Outlook uncertain following Chavez’s death in Venezuela
The outlook remained uncertain both inside and outside Venezuela following President Hugo Chavez’s death from cancer on Mar. 5. Venezuelan government offices worldwide closed Mar. 6-8 as the South American oil-producing country began a national mourning period.
The outlook remained uncertain both inside and outside Venezuela following President Hugo Chavez’s death from cancer on Mar. 5. Venezuelan government offices worldwide closed Mar. 6-8 as the South American oil-producing country began a national mourning period. Current and former US leaders expressed hope that elections for a permanent successor to Chavez would be held soon.
“At this challenging time of President Hugo Chavez’s passing, the United States reaffirms its support for the Venezuelan people and its interest in developing a constructive relationship with the Venezuelan government,” US President Barack Obama said on Mar. 5.
“As Venezuela begins a new chapter in its history, the United States remains committed to policies that promote democratic principles, the rule of law, and respect for human rights,” Obama continued in an official statement.
Some observers said that Vice-President Nicolas Maduro, who officially announced Chavez’s death on Mar. 5 and became acting president until elections are held, will likely continue Chavez’s policies, including selling some of the country’s crude oil to some neighboring countries at below-market prices.
“Toward Latin America, Chavez embarked on a generous ‘oil diplomacy’ strategy, selling millions of heavily subsidized barrels to energy-poor Cuba, an important ally; and to Argentina and Bolivia,” said Daniel Greenberg, a history professor at Pace University in New York and founder of its Institute of Latin American Service and Studies.
In 2002, Chavez also installed new leaders at state oil firm Petroleos de Venezuela SA after firing 18,000 employees who walked off the job to protest his program of using oil revenue to finance social reforms. Venezuela remains the fourth-largest foreign supplier of crude oil and products to the US, but has been losing its market share ever since, the US Energy Information Administration said.
“As a strong nationalist, Chavez had attacked ‘US Imperialism’ and nationalized the holdings of US-based oil giants like Exxon,” said Greenberg. “But he was smart enough never to cut trade with Washington, Venezuela's most important trading partner. And with the rich profits from the oil trade, Chavez carried out ambitious projects to build what he called ‘20th-Century Socialism’.”
Alex Choinski, a project finance and energy lawyer specializing in Latin America in McDermott Will & Emery LLP’s Washington office, said it will take time to determine whether the Chauvismo party will splinter or become pragmatic and soften its nationalistic approach on the economy, foreign investment, oil, and infrastructure.
PDVSA’s internal and managerial capabilities have deteriorated since 2002, according to Sarah A. Ladislaw, co-director of the Center for Strategic and International Studies’ Energy and National Security Program, and CSIS Senior Vice-Pres. Frank A. Verrastro, who holds the James R. Schlesinger Chair for Energy and Geopolitics there.
“Increasingly, PDVSA relies on contractors, as well as other private company partners, to keep the fields in production but reports state that contractors have not been paid in months and that the political uncertainty in the country has even driven routine decision making to a halt,” they said in a Mar. 6 commentary.
Sustained political uncertainty also has stifled outside investment in Venezuela’s oil sector, Ladislaw and Verrastro noted. Russian and Indian companies planning to invest in the country’s oil fields have withheld incremental new money, and China has not announced a new line of credit or extensions on its development-linked financing since last April, they said.

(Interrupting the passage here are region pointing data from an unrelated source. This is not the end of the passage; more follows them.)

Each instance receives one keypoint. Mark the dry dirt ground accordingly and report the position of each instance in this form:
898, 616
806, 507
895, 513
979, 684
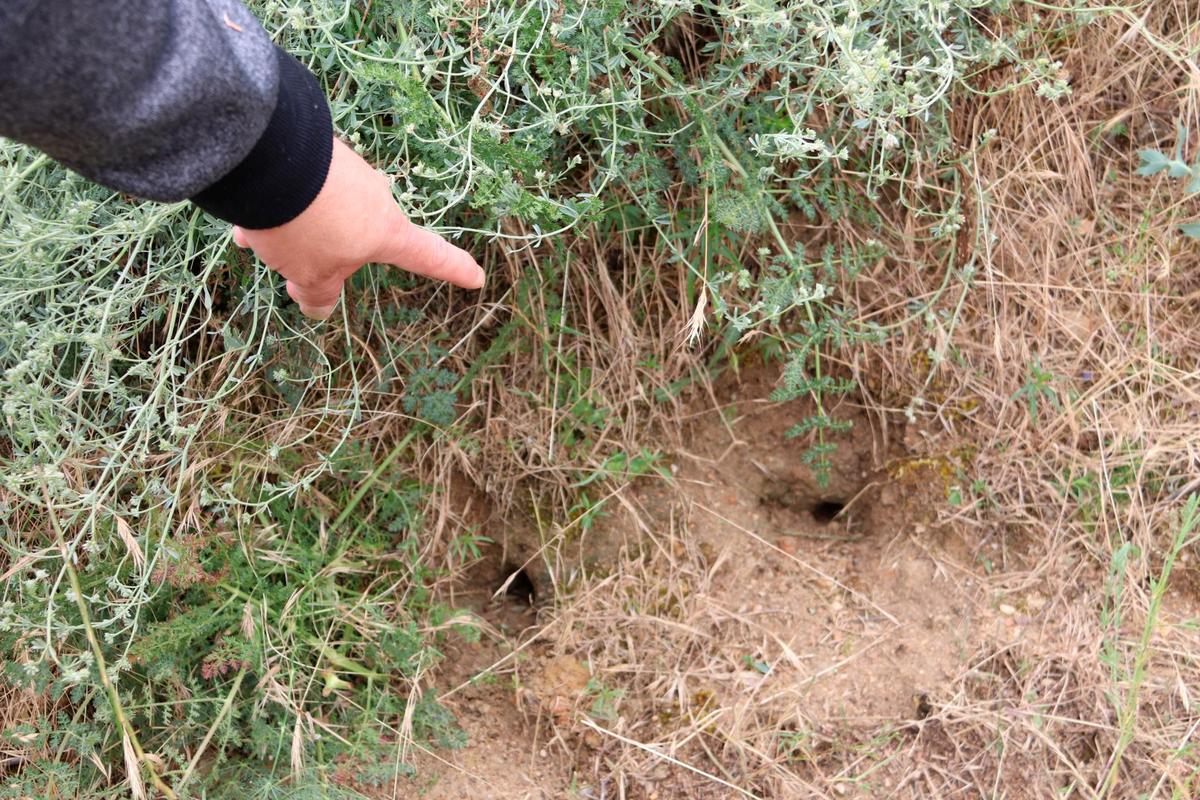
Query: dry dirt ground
982, 602
798, 618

In Venezuela, Oil and Mining Minister and PDVSA Pres. Rafael Ramirez said on Mar. 1 that PDVSA plans to increase its expenditures to $25 billion in 2013. Cooperation between PDVSA and Russia’s Rosneft consortium also has been growing, Ramirez said on Jan. 31.
“Even under the best of circumstances, reform in the energy sector will take a long time to emerge,” Ladislaw and Verrastro said. “The damage that has been done to not only PDVSA but to the institutions of the state and civil society could take years to rehabilitate.”